On Jan. 25, 2013, the D.C. Circuit Court of Appeals agreed that EPA had overreached. The court held that the cellulosic biofuels legislation calls for “a prediction of what will actually happen.” The court further chastised the agency: “The EPA points to no instance in which the term ‘projected’ is used to allow the projector to let its aspiration for a self-fulfilling prophecy divert it from a neutral methodology.”
EPA, however, appears to have no more regard for the courts than it does for Congress. The agency responded to the court’s concerns by nearly doubling its 2013 mandate from 8.5 million gallons to 14 million gallons. EPA outright snubbed the court for its clear rebuke. Paying lip service to the ruling, the agency’s regulatory announcement stated the amount was “a reasonable representation of expected production.” One wonders: What “degree of certainty” does the agency have?
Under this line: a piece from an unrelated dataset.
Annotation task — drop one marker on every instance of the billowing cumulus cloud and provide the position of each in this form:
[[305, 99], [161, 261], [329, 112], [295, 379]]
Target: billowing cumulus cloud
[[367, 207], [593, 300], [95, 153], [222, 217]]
From all the data currently available, the 2012 requirement will again wildly overestimate the available amount of cellulosic biofuel. Taxpayers will very likely pay for EPA’s agenda twice: at gas pumps in the form of higher prices and in tax dollars when EPA is again sued for abuse of discretion.
It is past time for Congress to recognize the RFS as a failed experiment. Until it does so, I have introduced legislation that would link the mandated amount of fuel to the actual level of production the previous year. Allowing EPA to exercise its own discretion has also unfortunately proven a failed approach.